The Waiting Room – Benjamin Ray

The Waiting Room
Ghostly International, 2013
Reviewed by Benjamin Ray
Published on Feb 9, 2005

The challenge with any Christian band is to sound appealing to a
mainstream audience while having a message pure enough to appeal to
Christians.

It’s not as easy as it sounds. Members with Christians are not
Christian bands per se, like Chevelle and U2, while those who have
had crossover success have their faith called into question, like
Amy Grant and P.O.D.

It is highly unlikely that Poor Old Lu will ever reach a degree
of success, which is a shame, because they sound great. Longtime
fans of the group may resist
The Waiting Room, their newest release, but anyone new to
the band will notice the made-for-radio songs.

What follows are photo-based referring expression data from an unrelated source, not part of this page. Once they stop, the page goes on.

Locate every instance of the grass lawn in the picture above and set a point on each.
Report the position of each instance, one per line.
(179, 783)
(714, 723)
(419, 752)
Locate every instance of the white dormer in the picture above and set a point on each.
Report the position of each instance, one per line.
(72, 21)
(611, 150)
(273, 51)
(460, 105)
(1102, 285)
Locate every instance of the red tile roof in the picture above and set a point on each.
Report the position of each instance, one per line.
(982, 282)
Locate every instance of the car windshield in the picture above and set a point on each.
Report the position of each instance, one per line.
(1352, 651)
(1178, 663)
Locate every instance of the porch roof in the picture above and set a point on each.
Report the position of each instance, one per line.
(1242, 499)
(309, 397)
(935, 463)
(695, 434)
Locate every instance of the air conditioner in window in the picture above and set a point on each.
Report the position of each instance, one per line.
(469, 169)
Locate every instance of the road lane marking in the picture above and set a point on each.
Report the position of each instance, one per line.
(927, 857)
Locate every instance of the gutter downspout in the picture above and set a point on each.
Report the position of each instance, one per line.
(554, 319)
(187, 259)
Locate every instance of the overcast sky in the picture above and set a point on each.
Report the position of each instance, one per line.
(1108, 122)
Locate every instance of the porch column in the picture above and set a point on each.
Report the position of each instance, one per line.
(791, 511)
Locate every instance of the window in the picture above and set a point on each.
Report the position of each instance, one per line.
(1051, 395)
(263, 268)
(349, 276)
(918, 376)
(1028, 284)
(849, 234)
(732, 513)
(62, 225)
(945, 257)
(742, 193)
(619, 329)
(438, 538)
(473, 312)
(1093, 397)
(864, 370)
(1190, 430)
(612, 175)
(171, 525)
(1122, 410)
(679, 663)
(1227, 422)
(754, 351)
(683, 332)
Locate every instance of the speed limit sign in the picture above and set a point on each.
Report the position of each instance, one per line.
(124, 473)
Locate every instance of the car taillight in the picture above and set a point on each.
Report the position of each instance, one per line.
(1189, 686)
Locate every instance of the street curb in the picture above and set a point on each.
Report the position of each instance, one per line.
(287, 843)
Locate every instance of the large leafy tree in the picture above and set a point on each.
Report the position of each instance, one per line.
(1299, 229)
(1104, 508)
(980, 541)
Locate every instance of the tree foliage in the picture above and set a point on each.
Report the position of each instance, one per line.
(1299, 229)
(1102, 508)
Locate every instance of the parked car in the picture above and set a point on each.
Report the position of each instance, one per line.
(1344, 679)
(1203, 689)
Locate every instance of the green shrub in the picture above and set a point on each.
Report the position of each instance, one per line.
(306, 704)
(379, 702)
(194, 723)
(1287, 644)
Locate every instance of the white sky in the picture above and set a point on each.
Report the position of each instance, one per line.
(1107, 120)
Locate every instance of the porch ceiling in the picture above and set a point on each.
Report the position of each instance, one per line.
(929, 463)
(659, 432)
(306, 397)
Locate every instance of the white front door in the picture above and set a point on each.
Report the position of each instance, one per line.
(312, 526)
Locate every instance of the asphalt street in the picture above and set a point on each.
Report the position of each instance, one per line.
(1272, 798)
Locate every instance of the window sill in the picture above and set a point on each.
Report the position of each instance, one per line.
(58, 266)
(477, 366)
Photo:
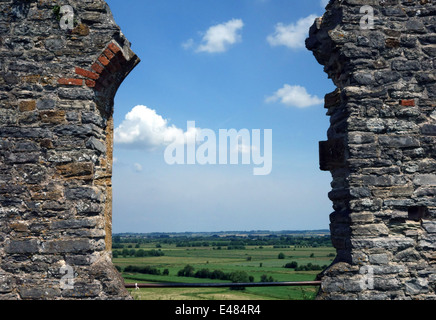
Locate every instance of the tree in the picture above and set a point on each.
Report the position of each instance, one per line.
(292, 264)
(187, 271)
(239, 277)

Taking five years off from recording, the Seattle quartet
learned how to produce, and the songs here could easily fit
alongside Puddle of Mudd and 3 Doors Down on rock radio. As with
most modern rock, though, the emphasis is on power chords and
angst-ridden vocals, not guitar pyrotechnics and drum solos (oh,
how I miss the ’70s, and I was born in 1983).

Anyway, there is not much here to distinguish this record from
similar-sounding peers, which means if you like what’s on rock
radio, you will like this. The group shows some restraint in the
vocals, never resorting to screaming or rapping; lyrically, lines
like “I hope for strength to stand / I hope to be the man that I
should be” pepper the album with more emotion than usual for this
type of band, but less than Poor Old Lu has offered in the past
(check out their 1998 song “Rail” for an example.)

There are small flourishes here and there that pique interest —
the U2-sounding introduction to “Sunlight and Shadows,” the funky
instrumental “Interlude,” the acoustic moodiness of “Praying” —
and the music is never explicitly Christian or mainstream. Which is
good news to fans of this sound, but falling in the middle of the
scale is a dangerous ground to walk, and Poor Old Lu needs a little
more to offer before they attempt it.